Al-Tayar daily newspaper reporter Shamail Alnour could face is the pressure by radical islamists and secularists on courts to charge her with apostasy for her story on condom use bears fruit.
Alnour’s piece in the Al-Tayar elucidated on how the use of condoms could nip the majority muslim country‘s rising HIV/AIDs infections in the bud. She also rooted for faithfulness in a nation where over 80 per cent of HIV infections result from sexual intercourse.
Results from a survey conducted by the UN and the Sudanese Aids Combating Programme, under the Ministry of Health, indicate that national HIV/Aids prevalence rate stood at 1.6 per cent, with some regions’ rates as high as 4.4 per cent.
In her story, Alnour urged the discernment of Sharia or Islamic law and core Islamic principles and values. She equally pinned government for supporting an anti-condom campaign.

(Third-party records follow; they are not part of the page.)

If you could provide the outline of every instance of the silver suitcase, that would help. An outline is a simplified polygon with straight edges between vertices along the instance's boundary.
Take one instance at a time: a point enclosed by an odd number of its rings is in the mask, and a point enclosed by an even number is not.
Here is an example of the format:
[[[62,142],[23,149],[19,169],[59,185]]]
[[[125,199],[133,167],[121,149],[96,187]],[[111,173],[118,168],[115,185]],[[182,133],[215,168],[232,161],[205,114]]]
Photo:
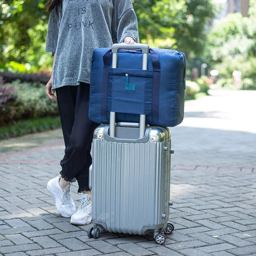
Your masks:
[[[142,44],[113,45],[114,68],[115,53],[120,48],[141,49],[143,69],[147,69],[148,48]],[[110,125],[100,126],[93,134],[89,175],[93,227],[88,236],[98,238],[98,227],[114,233],[153,232],[156,242],[162,244],[164,233],[174,229],[167,223],[172,205],[169,201],[173,153],[169,130],[145,126],[144,115],[140,115],[139,124],[116,125],[115,114],[111,112]]]

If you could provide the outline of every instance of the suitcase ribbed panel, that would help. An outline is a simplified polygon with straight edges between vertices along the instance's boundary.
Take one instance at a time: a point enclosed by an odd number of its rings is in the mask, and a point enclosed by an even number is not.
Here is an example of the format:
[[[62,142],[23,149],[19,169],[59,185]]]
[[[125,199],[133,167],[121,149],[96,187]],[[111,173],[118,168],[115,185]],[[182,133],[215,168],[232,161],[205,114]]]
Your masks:
[[[105,222],[109,231],[134,234],[142,234],[146,225],[166,226],[170,168],[164,147],[167,142],[93,139],[93,220]],[[168,214],[165,220],[162,214]]]

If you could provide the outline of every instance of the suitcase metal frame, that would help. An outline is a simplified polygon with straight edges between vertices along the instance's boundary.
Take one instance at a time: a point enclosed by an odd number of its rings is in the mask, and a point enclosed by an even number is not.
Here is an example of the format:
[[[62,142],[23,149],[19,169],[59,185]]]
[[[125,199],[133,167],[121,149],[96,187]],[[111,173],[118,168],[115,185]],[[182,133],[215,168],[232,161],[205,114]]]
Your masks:
[[[115,52],[125,46],[141,49],[143,68],[147,69],[147,53],[143,52],[148,52],[147,45],[116,44],[119,45],[113,45],[113,67],[116,68]],[[100,125],[93,134],[89,170],[93,227],[88,236],[98,238],[98,227],[135,235],[153,232],[156,242],[163,244],[163,232],[170,234],[174,228],[167,223],[172,205],[169,201],[173,153],[170,131],[167,127],[145,128],[145,115],[140,115],[139,124],[121,123],[116,126],[115,114],[110,112],[109,125]]]

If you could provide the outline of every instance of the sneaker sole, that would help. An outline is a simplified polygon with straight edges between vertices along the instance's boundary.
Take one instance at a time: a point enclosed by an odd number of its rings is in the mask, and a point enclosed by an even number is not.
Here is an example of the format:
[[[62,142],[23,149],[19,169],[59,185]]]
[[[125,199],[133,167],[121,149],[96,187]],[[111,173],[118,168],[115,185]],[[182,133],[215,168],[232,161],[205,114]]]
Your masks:
[[[58,199],[59,196],[59,195],[56,195],[56,193],[55,193],[55,191],[54,190],[52,189],[52,188],[49,185],[48,183],[47,183],[47,186],[46,186],[46,188],[47,188],[47,189],[49,193],[55,198],[55,206],[56,206],[57,211],[58,211],[59,213],[60,213],[61,216],[62,216],[63,217],[64,217],[64,218],[70,218],[72,216],[73,214],[71,215],[68,215],[66,214],[65,213],[62,213],[61,208],[60,208],[57,206],[57,202],[56,202],[57,200],[56,199],[56,198],[57,197]],[[75,213],[75,212],[74,212],[74,213]]]
[[[76,222],[76,221],[70,221],[70,223],[71,224],[73,224],[74,225],[87,225],[88,224],[90,224],[92,222],[92,220],[90,221],[87,221],[87,222]]]

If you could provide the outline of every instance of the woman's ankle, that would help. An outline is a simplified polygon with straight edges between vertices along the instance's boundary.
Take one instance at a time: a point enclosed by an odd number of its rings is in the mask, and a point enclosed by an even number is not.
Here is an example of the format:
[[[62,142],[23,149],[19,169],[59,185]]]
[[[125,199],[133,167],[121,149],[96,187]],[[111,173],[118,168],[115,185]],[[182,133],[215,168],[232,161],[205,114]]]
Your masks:
[[[70,184],[69,181],[67,181],[63,178],[60,177],[59,181],[60,186],[62,189],[64,189],[69,184]]]

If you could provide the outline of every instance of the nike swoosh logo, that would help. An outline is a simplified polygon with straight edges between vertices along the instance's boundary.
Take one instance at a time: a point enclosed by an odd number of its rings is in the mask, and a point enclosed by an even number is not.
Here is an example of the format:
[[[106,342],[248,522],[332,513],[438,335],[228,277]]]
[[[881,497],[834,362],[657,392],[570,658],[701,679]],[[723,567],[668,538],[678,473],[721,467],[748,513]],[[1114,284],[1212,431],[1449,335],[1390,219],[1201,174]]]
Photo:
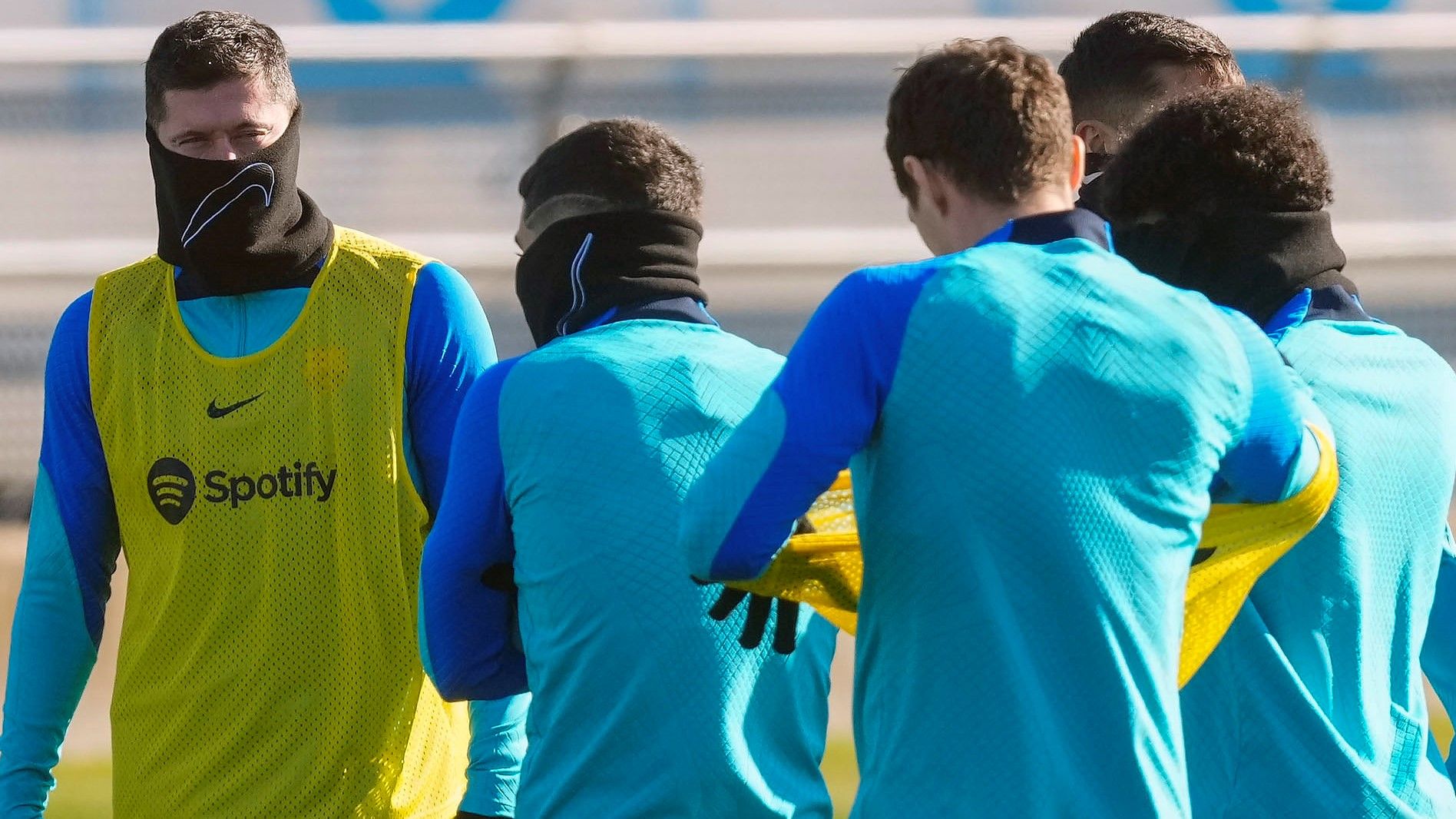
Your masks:
[[[237,404],[229,404],[227,407],[218,407],[217,405],[217,399],[214,398],[213,402],[207,405],[207,417],[208,418],[221,418],[224,415],[230,415],[230,414],[242,410],[243,407],[248,407],[253,401],[258,401],[262,396],[264,396],[264,393],[259,392],[258,395],[255,395],[252,398],[245,398],[243,401],[239,401]]]

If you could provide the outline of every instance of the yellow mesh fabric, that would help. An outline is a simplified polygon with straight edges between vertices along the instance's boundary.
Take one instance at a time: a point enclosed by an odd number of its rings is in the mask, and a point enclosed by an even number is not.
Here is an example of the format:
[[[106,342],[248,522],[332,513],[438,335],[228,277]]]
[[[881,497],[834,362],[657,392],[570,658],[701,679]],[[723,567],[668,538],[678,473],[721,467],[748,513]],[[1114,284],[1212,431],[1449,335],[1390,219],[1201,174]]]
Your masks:
[[[853,634],[859,622],[865,561],[855,530],[855,493],[847,471],[839,474],[807,516],[814,525],[812,533],[789,538],[763,576],[728,586],[808,603],[824,619]]]
[[[1309,485],[1280,503],[1214,504],[1203,525],[1198,552],[1208,555],[1188,573],[1184,597],[1178,685],[1185,685],[1229,631],[1245,597],[1274,561],[1284,557],[1329,510],[1340,488],[1335,446],[1318,427],[1319,466]]]
[[[1188,574],[1184,599],[1179,686],[1192,679],[1213,653],[1254,581],[1313,530],[1334,501],[1340,485],[1335,449],[1325,433],[1316,427],[1310,430],[1319,440],[1319,466],[1299,494],[1280,503],[1214,504],[1208,513],[1198,542],[1203,560]],[[826,619],[853,634],[865,564],[855,533],[849,472],[842,472],[815,500],[808,517],[818,532],[789,538],[761,577],[729,586],[810,603]]]
[[[160,259],[98,281],[92,402],[130,567],[118,818],[454,815],[469,727],[416,654],[428,520],[402,449],[424,261],[336,229],[298,319],[240,358],[197,345]]]

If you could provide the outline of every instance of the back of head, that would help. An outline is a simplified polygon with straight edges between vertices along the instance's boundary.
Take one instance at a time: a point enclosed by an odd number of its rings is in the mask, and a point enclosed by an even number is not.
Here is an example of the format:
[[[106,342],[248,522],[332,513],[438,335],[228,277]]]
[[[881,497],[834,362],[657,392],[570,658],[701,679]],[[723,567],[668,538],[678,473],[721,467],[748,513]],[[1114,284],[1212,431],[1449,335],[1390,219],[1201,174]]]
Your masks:
[[[904,159],[936,166],[965,192],[1012,204],[1064,181],[1072,108],[1041,55],[1010,39],[954,39],[906,68],[890,96],[885,152],[914,201]]]
[[[198,12],[157,35],[146,66],[147,122],[166,117],[166,92],[258,79],[280,102],[297,103],[288,52],[271,26],[239,12]]]
[[[582,125],[540,153],[520,194],[515,296],[537,345],[646,305],[712,321],[697,280],[702,169],[661,125]]]
[[[1219,211],[1318,211],[1329,160],[1297,98],[1265,86],[1171,103],[1127,141],[1107,173],[1115,223]]]
[[[1242,85],[1233,52],[1217,35],[1155,12],[1117,12],[1088,26],[1057,68],[1077,122],[1127,133],[1166,93],[1165,71],[1188,71],[1208,87]]]
[[[660,210],[696,219],[702,168],[661,125],[598,119],[561,137],[521,175],[521,222],[540,233],[572,216]]]

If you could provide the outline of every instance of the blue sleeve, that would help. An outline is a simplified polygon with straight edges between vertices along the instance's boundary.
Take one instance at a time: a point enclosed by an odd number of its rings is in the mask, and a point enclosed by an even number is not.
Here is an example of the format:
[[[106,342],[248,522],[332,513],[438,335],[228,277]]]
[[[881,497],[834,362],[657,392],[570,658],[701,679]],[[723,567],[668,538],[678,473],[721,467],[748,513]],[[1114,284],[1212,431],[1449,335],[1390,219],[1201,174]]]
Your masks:
[[[1328,431],[1309,389],[1284,364],[1274,344],[1243,313],[1220,307],[1249,363],[1249,418],[1224,453],[1219,481],[1249,503],[1284,500],[1309,484],[1319,465],[1319,444],[1306,424]]]
[[[470,284],[440,262],[419,268],[409,307],[405,415],[412,475],[425,507],[437,514],[456,423],[470,388],[495,363],[495,340]],[[462,810],[485,816],[515,812],[529,701],[508,697],[470,704],[470,768]]]
[[[90,294],[55,329],[31,532],[10,634],[0,816],[39,816],[51,768],[96,663],[119,538],[90,405]],[[64,487],[57,493],[55,487]]]
[[[511,595],[480,576],[515,558],[505,503],[498,410],[520,358],[476,382],[460,411],[440,514],[419,570],[419,647],[425,672],[446,700],[499,700],[526,691]]]
[[[814,312],[773,385],[709,463],[681,541],[693,576],[757,577],[801,514],[865,447],[933,268],[849,275]]]
[[[1456,716],[1456,542],[1452,541],[1450,526],[1446,528],[1436,599],[1421,646],[1421,670],[1446,711]],[[1446,755],[1446,771],[1456,781],[1456,755],[1450,752]]]
[[[495,340],[470,284],[440,262],[419,268],[405,338],[405,401],[415,481],[431,513],[444,493],[460,405],[494,363]]]

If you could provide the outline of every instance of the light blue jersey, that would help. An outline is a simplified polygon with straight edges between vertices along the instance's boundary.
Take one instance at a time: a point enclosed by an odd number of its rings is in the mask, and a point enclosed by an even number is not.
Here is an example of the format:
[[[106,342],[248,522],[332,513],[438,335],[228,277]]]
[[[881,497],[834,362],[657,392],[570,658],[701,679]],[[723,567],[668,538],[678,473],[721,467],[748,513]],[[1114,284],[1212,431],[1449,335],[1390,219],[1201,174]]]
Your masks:
[[[488,370],[425,546],[427,669],[447,698],[529,688],[520,819],[830,816],[818,764],[836,631],[789,656],[706,616],[683,498],[782,358],[711,324],[629,319]],[[480,573],[514,563],[507,596]],[[524,657],[523,657],[524,654]]]
[[[1184,688],[1194,813],[1456,816],[1420,667],[1453,570],[1456,375],[1340,287],[1291,307],[1270,329],[1334,426],[1340,493]],[[1456,702],[1450,628],[1433,625],[1427,656]]]
[[[853,456],[858,816],[1190,813],[1208,490],[1302,487],[1302,414],[1252,322],[1104,242],[1047,214],[850,275],[689,497],[693,571],[753,577]]]

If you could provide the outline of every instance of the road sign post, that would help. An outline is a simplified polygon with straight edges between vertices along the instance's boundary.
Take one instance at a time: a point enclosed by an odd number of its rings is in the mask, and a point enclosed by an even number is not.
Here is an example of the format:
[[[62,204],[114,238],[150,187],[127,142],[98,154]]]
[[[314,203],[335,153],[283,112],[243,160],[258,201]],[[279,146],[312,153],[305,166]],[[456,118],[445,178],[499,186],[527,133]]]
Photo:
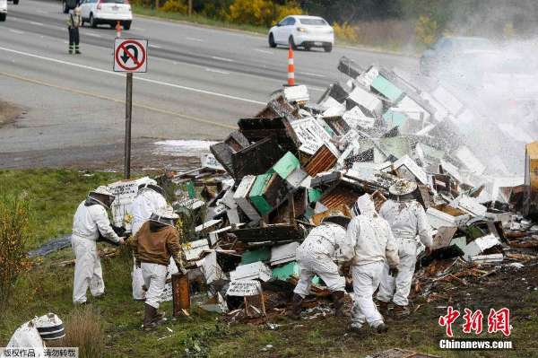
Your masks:
[[[114,71],[126,72],[125,178],[131,177],[131,122],[133,114],[133,73],[147,71],[148,40],[119,39],[114,41]]]
[[[127,73],[126,96],[126,150],[125,150],[125,177],[131,178],[131,118],[133,113],[133,73]]]

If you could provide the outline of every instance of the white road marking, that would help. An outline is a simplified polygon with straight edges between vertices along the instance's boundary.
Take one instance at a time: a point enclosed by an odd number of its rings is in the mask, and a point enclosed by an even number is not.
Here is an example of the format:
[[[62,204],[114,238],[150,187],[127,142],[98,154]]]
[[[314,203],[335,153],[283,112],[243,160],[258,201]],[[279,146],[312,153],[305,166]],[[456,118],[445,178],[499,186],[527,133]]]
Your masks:
[[[219,70],[219,69],[216,69],[216,68],[205,68],[205,71],[207,71],[207,72],[214,72],[215,74],[230,74],[230,72]]]
[[[216,59],[216,60],[219,60],[219,61],[224,61],[224,62],[235,62],[231,58],[219,57],[216,57],[216,56],[212,56],[211,58]]]
[[[324,74],[312,74],[311,72],[298,72],[298,74],[306,74],[306,75],[308,75],[308,76],[314,76],[314,77],[322,77],[322,78],[325,78],[325,77],[326,77],[326,76],[325,76],[325,75],[324,75]]]
[[[0,50],[4,50],[4,51],[6,51],[6,52],[11,52],[11,53],[18,54],[18,55],[22,55],[22,56],[26,56],[26,57],[29,57],[39,58],[40,60],[54,62],[54,63],[56,63],[56,64],[62,64],[62,65],[72,65],[74,67],[83,68],[85,70],[100,72],[102,74],[107,74],[108,75],[109,74],[113,74],[113,75],[117,75],[117,76],[125,77],[125,74],[122,74],[122,73],[113,72],[113,71],[108,71],[108,70],[103,70],[101,68],[92,67],[92,66],[86,65],[75,64],[75,63],[68,62],[68,61],[63,61],[63,60],[59,60],[59,59],[56,59],[56,58],[46,57],[44,56],[30,54],[30,53],[28,53],[28,52],[17,51],[15,49],[12,49],[12,48],[7,48],[0,47]],[[160,84],[160,85],[162,85],[162,86],[177,88],[177,89],[179,89],[179,90],[191,91],[191,92],[197,92],[197,93],[204,93],[204,94],[208,94],[210,96],[226,98],[226,99],[229,99],[229,100],[240,100],[240,101],[243,101],[243,102],[248,102],[248,103],[254,103],[254,104],[261,104],[261,105],[266,104],[265,102],[262,102],[262,101],[259,101],[259,100],[249,100],[249,99],[247,99],[247,98],[237,97],[237,96],[231,96],[230,94],[213,92],[211,92],[211,91],[201,90],[199,88],[181,86],[179,84],[169,83],[167,83],[167,82],[157,81],[157,80],[152,80],[152,79],[146,78],[146,77],[136,77],[136,81],[146,82],[148,83]]]

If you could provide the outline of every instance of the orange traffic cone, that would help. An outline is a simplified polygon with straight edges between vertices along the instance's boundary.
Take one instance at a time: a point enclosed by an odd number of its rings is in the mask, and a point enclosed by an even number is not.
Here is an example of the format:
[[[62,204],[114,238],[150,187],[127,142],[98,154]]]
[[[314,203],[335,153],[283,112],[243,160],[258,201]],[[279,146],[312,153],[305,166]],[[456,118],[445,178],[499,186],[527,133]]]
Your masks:
[[[119,22],[116,22],[116,37],[121,38],[121,25]]]
[[[295,65],[293,64],[293,48],[290,46],[288,51],[288,85],[295,85]]]

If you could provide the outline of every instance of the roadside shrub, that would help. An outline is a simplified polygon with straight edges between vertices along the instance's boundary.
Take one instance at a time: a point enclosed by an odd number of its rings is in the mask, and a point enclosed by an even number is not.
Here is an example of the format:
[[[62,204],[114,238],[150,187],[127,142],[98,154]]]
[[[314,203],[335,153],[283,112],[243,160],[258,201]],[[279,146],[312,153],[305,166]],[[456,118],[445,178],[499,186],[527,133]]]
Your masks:
[[[301,8],[290,2],[280,5],[269,0],[234,0],[226,20],[230,22],[271,27],[282,17],[302,13]]]
[[[350,25],[347,22],[343,22],[342,25],[338,22],[334,22],[333,23],[333,29],[334,30],[334,36],[340,39],[352,42],[359,41],[359,34],[357,33],[359,28]]]
[[[415,35],[418,41],[423,45],[431,45],[438,32],[438,23],[426,15],[421,15],[415,25]]]
[[[283,5],[276,5],[276,18],[274,19],[273,23],[271,23],[271,25],[273,25],[274,22],[281,21],[286,16],[300,15],[303,13],[303,11],[300,8],[300,6],[294,2],[290,2]]]
[[[78,347],[80,358],[100,358],[105,353],[103,319],[91,305],[74,308],[65,319],[65,336],[56,346]]]
[[[187,14],[188,13],[188,7],[187,4],[184,4],[181,0],[168,0],[161,7],[161,10],[167,13],[180,13]]]
[[[0,316],[17,277],[30,268],[26,255],[29,215],[30,200],[25,194],[0,193]]]
[[[266,0],[235,0],[227,20],[237,23],[270,26],[276,17],[275,4]]]

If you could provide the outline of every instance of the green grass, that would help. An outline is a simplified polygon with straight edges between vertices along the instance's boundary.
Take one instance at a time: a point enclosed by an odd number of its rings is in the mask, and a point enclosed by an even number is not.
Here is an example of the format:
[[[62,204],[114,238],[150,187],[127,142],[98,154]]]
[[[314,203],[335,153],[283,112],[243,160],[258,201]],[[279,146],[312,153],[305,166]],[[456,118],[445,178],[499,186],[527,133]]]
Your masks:
[[[40,210],[37,216],[48,222],[48,232],[56,236],[68,232],[72,210],[88,189],[118,178],[118,174],[93,174],[93,177],[84,177],[68,170],[3,170],[0,180],[4,189],[9,188],[13,192],[26,189],[35,201],[33,207]],[[62,216],[69,219],[65,222]],[[62,267],[57,264],[72,258],[72,250],[65,249],[43,259],[35,259],[31,271],[19,278],[9,307],[0,318],[0,346],[5,345],[17,327],[34,316],[49,311],[60,318],[69,315],[73,310],[74,267]],[[193,309],[189,319],[169,319],[157,330],[144,333],[141,329],[143,304],[134,301],[131,296],[130,253],[124,251],[114,258],[102,259],[102,265],[107,296],[92,304],[99,308],[105,322],[107,357],[351,358],[395,347],[448,358],[538,355],[538,343],[534,338],[538,335],[536,291],[517,295],[520,300],[517,305],[503,301],[508,307],[514,307],[512,325],[515,328],[510,338],[516,346],[515,351],[441,351],[438,344],[444,330],[437,320],[446,311],[436,306],[446,304],[443,301],[415,301],[421,304],[420,310],[408,319],[388,320],[390,330],[382,336],[371,334],[368,329],[352,333],[349,330],[349,319],[345,318],[327,317],[296,322],[277,316],[270,321],[282,326],[271,330],[264,324],[228,325],[221,316],[199,309]],[[527,276],[527,282],[531,279]],[[488,290],[487,285],[484,287]],[[471,293],[480,291],[472,286],[465,289]],[[491,291],[491,295],[499,293]],[[171,303],[165,302],[162,309],[169,318]],[[461,327],[456,329],[461,332]],[[482,336],[492,337],[487,334]],[[499,335],[494,336],[500,337]],[[267,345],[273,348],[265,348]]]
[[[222,29],[240,30],[244,31],[255,32],[266,35],[269,29],[264,26],[254,26],[248,24],[237,24],[221,20],[211,19],[198,13],[194,13],[192,16],[185,15],[180,13],[164,12],[145,7],[140,4],[132,4],[133,13],[139,15],[153,16],[161,19],[175,20],[186,22],[192,22],[199,25],[218,27]]]
[[[88,192],[121,179],[119,173],[84,174],[66,170],[0,170],[0,193],[24,192],[30,199],[29,249],[70,233],[74,210]]]

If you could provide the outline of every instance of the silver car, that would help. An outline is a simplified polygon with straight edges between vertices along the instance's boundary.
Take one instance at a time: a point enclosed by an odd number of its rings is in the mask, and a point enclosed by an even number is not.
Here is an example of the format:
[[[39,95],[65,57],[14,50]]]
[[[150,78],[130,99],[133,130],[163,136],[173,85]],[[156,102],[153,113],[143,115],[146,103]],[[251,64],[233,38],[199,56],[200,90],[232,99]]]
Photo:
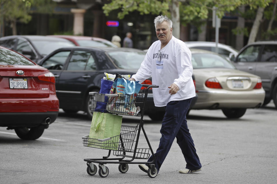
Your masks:
[[[190,50],[198,93],[192,109],[221,109],[227,117],[238,118],[247,108],[263,104],[265,93],[259,77],[237,70],[219,54]]]

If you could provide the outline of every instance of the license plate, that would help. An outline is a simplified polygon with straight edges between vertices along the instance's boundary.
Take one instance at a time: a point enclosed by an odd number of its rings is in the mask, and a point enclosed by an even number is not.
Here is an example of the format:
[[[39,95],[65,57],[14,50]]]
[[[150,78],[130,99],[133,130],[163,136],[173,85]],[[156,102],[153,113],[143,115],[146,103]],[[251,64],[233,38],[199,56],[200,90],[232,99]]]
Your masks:
[[[10,78],[10,89],[28,89],[27,78]]]
[[[234,88],[243,88],[243,81],[241,80],[233,80],[232,83]]]

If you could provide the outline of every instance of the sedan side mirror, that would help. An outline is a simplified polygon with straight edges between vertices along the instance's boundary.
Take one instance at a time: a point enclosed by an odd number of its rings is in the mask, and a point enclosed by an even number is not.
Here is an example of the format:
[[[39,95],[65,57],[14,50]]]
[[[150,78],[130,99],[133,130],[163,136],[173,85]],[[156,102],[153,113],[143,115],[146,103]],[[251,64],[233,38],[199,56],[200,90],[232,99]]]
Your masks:
[[[229,59],[231,61],[235,61],[235,54],[233,53],[230,53],[229,54]]]

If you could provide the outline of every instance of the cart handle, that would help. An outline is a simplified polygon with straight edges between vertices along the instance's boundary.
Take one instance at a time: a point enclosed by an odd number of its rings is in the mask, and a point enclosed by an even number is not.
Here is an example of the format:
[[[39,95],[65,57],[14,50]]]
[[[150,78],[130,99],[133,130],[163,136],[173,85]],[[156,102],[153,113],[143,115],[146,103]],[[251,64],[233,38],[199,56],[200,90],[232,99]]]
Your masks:
[[[143,87],[149,87],[149,88],[150,87],[159,87],[159,86],[157,86],[157,85],[155,85],[152,84],[142,84],[142,85]],[[147,88],[148,88],[147,87]]]
[[[89,135],[85,135],[85,136],[82,137],[82,139],[87,139],[87,138],[89,138]],[[108,141],[109,140],[110,140],[111,139],[111,137],[108,137],[108,138],[106,138],[104,139],[98,139],[97,140],[98,140],[98,141],[100,141],[100,142],[104,142],[104,141]]]

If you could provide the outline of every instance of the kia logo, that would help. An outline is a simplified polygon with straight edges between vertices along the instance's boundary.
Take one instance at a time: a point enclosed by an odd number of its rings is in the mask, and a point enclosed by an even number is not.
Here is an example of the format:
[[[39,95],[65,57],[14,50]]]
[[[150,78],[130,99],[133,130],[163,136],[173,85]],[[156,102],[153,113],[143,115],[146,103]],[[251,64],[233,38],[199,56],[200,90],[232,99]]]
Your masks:
[[[23,75],[24,74],[24,72],[22,70],[19,70],[16,71],[16,73],[18,75]]]

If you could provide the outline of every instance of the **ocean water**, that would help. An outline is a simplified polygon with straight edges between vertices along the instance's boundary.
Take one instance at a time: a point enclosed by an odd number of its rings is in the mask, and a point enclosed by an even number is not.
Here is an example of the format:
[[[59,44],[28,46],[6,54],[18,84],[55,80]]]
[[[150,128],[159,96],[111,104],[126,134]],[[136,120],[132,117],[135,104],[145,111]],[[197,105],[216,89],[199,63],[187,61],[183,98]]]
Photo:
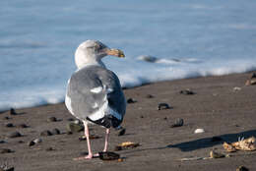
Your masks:
[[[256,70],[255,9],[254,0],[1,1],[0,111],[64,101],[87,39],[124,51],[103,62],[128,87]]]

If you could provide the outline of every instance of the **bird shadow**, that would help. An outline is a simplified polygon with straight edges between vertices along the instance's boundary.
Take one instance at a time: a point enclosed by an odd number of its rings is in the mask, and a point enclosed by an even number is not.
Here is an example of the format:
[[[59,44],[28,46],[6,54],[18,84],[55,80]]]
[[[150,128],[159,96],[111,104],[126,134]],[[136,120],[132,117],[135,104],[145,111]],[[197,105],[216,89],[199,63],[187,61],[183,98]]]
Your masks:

That sounds like a good campaign article, but not to radical Islamists headed by Mohamed Ali Al-Gizoli who are now baying for the reporter’s blood: they want apostasy charges leveled against her – apostasy is punishable by death.
“We will organise a wide campaign to bring this criminal to court for trial for apostasy,’’ Al-Gizoli was quoted as saying in a Friday sermon.
‘’Those secularists, including journalists, want to sabotage our community but we will not allow them to do that, we will eradicate them peacefully.”
Meanwhile, the Sudanese Journalists Network (SJN) has vowed to protect Alnour.
“The Sudanese Journalist Network expresses its deep concern over the threat to the journalists by the extremists and it will be closely monitoring the situation to protect the Sudanese journalists,’’ read a statement from the journalists’ body.
A campaign by activists, opposition figures and reporters has started online, with calls on government to stem the “terrorism” against journalism.